Теперь нога. Battements tendus вперёд, начинаем с первой позиции. На первую и вторую четверть работающая нога выдвигается вперёд носком в пол, на третью четверть выбрасывается на 45 градусов. Повторить упражнение четыре раза, потом исполнить его в сторону и назад! Шесть раз, восемь раз! Мышцы сами исполнят, не сомневайся, они сами испытывают тягу к движениям, тяга распирает их изнутри, потому что они сами и есть тяжи, а ты – только свидетель их работы, зритель. Они сами жадно желают движений, они изголодались по движениям, в движении их жизнь. Пусть тебе и не слышна музыка, но зримая музыка движений тебе отлично видна, чего ж тебе ещё? Не мешай её двойному ходу, на поверхности и внутри, это как дуэт, двойной канон: скрипка наверху вывизгивает мелодию, а под нею колотится тамбурин, тянет её вперёд, продлевает своей мощью мелодию. Они изголодались друг по другу. Длящаяся музыка – это дление творения, они соединились, скрипка и тамбурин, чтобы соучаствовать в нём. Чтобы пожрать друг друга и сплясать вместе – уже не дуэтом, а единому одному. И я спляшу с тобой, и я пожру тебя, родная, будь уверена. Обглодаю твои косточки подчистую. Ибо я – сам голод.

Всё у нас получится, только не ленись. Не то я подстегну тебя, да не ладошкой по попке, а кулаком в рожу, пинком ноги под сраку, кнутом вздую тебя, кляча ты дрожащая, вонючая от пота!

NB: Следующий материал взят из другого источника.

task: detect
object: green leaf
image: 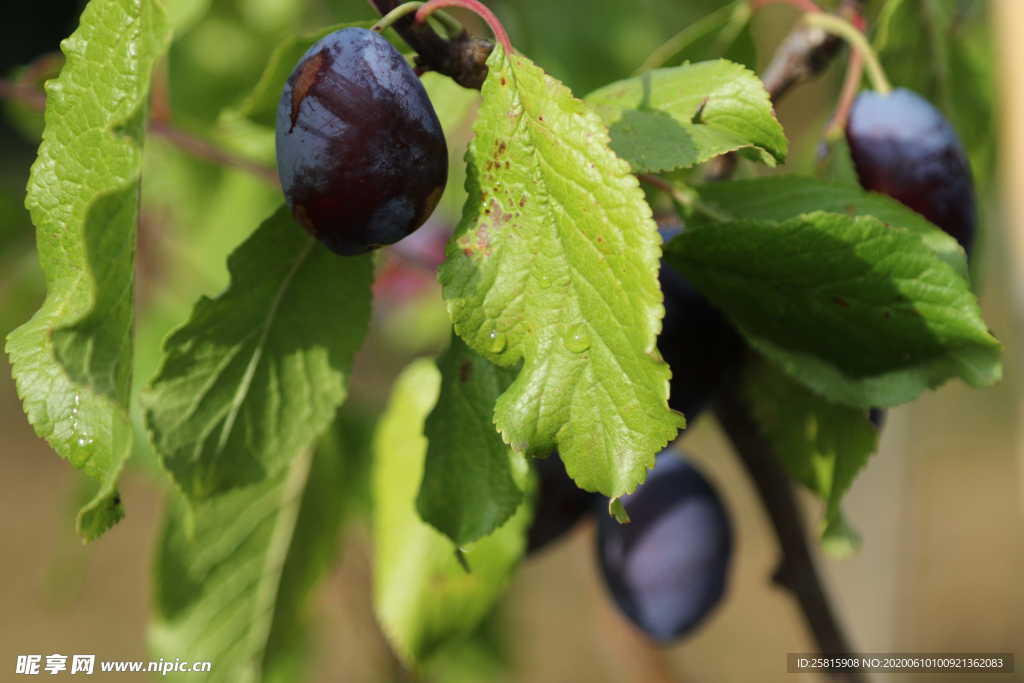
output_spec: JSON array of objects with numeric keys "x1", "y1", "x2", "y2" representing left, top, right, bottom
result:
[
  {"x1": 373, "y1": 359, "x2": 528, "y2": 665},
  {"x1": 440, "y1": 46, "x2": 683, "y2": 497},
  {"x1": 143, "y1": 206, "x2": 372, "y2": 501},
  {"x1": 4, "y1": 0, "x2": 170, "y2": 539},
  {"x1": 151, "y1": 443, "x2": 348, "y2": 683},
  {"x1": 695, "y1": 176, "x2": 969, "y2": 278},
  {"x1": 420, "y1": 606, "x2": 511, "y2": 683},
  {"x1": 745, "y1": 359, "x2": 877, "y2": 556},
  {"x1": 584, "y1": 60, "x2": 786, "y2": 173},
  {"x1": 665, "y1": 211, "x2": 1001, "y2": 408},
  {"x1": 417, "y1": 335, "x2": 522, "y2": 546}
]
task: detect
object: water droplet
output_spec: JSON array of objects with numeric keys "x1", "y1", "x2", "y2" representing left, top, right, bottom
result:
[
  {"x1": 487, "y1": 328, "x2": 507, "y2": 353},
  {"x1": 564, "y1": 323, "x2": 590, "y2": 353},
  {"x1": 537, "y1": 272, "x2": 552, "y2": 289},
  {"x1": 77, "y1": 437, "x2": 93, "y2": 447}
]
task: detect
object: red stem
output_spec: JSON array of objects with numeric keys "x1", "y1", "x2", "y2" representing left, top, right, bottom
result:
[
  {"x1": 416, "y1": 0, "x2": 512, "y2": 54},
  {"x1": 824, "y1": 7, "x2": 868, "y2": 139},
  {"x1": 825, "y1": 41, "x2": 863, "y2": 138},
  {"x1": 750, "y1": 0, "x2": 824, "y2": 14}
]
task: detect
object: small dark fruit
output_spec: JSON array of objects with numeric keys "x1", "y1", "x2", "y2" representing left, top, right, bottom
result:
[
  {"x1": 596, "y1": 451, "x2": 733, "y2": 643},
  {"x1": 658, "y1": 225, "x2": 745, "y2": 421},
  {"x1": 846, "y1": 88, "x2": 976, "y2": 254},
  {"x1": 275, "y1": 27, "x2": 448, "y2": 255},
  {"x1": 526, "y1": 452, "x2": 598, "y2": 555}
]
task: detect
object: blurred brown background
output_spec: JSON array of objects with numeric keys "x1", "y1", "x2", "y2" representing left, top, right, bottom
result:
[{"x1": 1, "y1": 0, "x2": 1021, "y2": 681}]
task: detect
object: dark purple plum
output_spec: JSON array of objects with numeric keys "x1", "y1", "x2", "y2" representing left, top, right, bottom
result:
[
  {"x1": 596, "y1": 451, "x2": 733, "y2": 643},
  {"x1": 658, "y1": 225, "x2": 745, "y2": 421},
  {"x1": 275, "y1": 28, "x2": 448, "y2": 255},
  {"x1": 846, "y1": 88, "x2": 976, "y2": 254},
  {"x1": 526, "y1": 452, "x2": 598, "y2": 555}
]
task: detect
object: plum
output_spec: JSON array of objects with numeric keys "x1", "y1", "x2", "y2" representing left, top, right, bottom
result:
[
  {"x1": 846, "y1": 88, "x2": 976, "y2": 254},
  {"x1": 275, "y1": 28, "x2": 448, "y2": 255},
  {"x1": 658, "y1": 225, "x2": 745, "y2": 421},
  {"x1": 526, "y1": 452, "x2": 598, "y2": 555},
  {"x1": 595, "y1": 451, "x2": 733, "y2": 643}
]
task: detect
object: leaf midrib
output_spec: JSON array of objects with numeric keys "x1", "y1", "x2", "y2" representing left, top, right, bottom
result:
[{"x1": 215, "y1": 237, "x2": 316, "y2": 453}]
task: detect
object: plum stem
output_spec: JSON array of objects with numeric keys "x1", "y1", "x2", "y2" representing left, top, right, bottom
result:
[
  {"x1": 803, "y1": 12, "x2": 892, "y2": 94},
  {"x1": 416, "y1": 0, "x2": 513, "y2": 55},
  {"x1": 715, "y1": 381, "x2": 869, "y2": 683},
  {"x1": 372, "y1": 1, "x2": 423, "y2": 31},
  {"x1": 372, "y1": 2, "x2": 464, "y2": 37},
  {"x1": 824, "y1": 38, "x2": 864, "y2": 139}
]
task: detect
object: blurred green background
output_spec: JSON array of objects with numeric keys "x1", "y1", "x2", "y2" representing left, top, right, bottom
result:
[{"x1": 1, "y1": 0, "x2": 1020, "y2": 681}]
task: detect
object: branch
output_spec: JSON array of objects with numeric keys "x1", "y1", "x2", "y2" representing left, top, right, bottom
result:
[
  {"x1": 761, "y1": 0, "x2": 866, "y2": 100},
  {"x1": 714, "y1": 381, "x2": 868, "y2": 683},
  {"x1": 0, "y1": 78, "x2": 279, "y2": 187},
  {"x1": 368, "y1": 0, "x2": 492, "y2": 89},
  {"x1": 148, "y1": 120, "x2": 279, "y2": 186},
  {"x1": 0, "y1": 79, "x2": 45, "y2": 111}
]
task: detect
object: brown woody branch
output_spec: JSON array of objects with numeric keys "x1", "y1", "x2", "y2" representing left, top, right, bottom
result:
[
  {"x1": 368, "y1": 0, "x2": 493, "y2": 89},
  {"x1": 715, "y1": 379, "x2": 868, "y2": 683}
]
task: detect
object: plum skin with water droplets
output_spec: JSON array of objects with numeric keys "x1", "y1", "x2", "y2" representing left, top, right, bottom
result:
[
  {"x1": 595, "y1": 452, "x2": 733, "y2": 643},
  {"x1": 846, "y1": 88, "x2": 976, "y2": 254},
  {"x1": 275, "y1": 28, "x2": 448, "y2": 255}
]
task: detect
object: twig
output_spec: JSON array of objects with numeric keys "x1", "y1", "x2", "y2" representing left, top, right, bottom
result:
[
  {"x1": 0, "y1": 78, "x2": 279, "y2": 186},
  {"x1": 759, "y1": 17, "x2": 841, "y2": 102},
  {"x1": 714, "y1": 381, "x2": 867, "y2": 683},
  {"x1": 147, "y1": 120, "x2": 279, "y2": 185},
  {"x1": 368, "y1": 0, "x2": 493, "y2": 89},
  {"x1": 0, "y1": 79, "x2": 46, "y2": 110}
]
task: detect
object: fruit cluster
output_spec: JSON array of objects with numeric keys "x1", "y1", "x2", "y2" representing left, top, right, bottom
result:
[
  {"x1": 274, "y1": 23, "x2": 976, "y2": 646},
  {"x1": 525, "y1": 84, "x2": 978, "y2": 640},
  {"x1": 275, "y1": 28, "x2": 743, "y2": 641}
]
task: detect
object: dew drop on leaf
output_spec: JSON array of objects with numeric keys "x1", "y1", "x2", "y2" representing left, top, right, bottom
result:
[
  {"x1": 564, "y1": 323, "x2": 591, "y2": 353},
  {"x1": 487, "y1": 328, "x2": 508, "y2": 353}
]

Если я подстёгиваю и вздуваю над землёю небо, и кнут мой сотрясает земную кору, а мощь ударов плавит породы, если я двигаю горы – что ж я, не сдвину с места тебя? Да я скорей порву в клочья твою облезлую, всю в мерзких пятнах, шкуру! Вот, я развязал повод твой, простёр руки на живой гроб твоих костей – я насильно выведу тебя, упирающуюся, на площадь, в собрание живых, в жизнь. Или приведу к смерти, сучка ты позорная, вся в грязных слюнях и в течке, но это всё равно: смерть – дом собрания всех живых. Не жди пощады – ждут жертву. Ты ожидаешь света – придёт тьма: почерневший не от солнца, от голода, свет. И распадается голодный день твой, обнаруживая черноту внутри себя, и белый день становится ночь. Ты сама почернела, дрянная чернавка, но не от солнца и пыли, а от тьмы, в которую я и среди дня пеленаю тебя.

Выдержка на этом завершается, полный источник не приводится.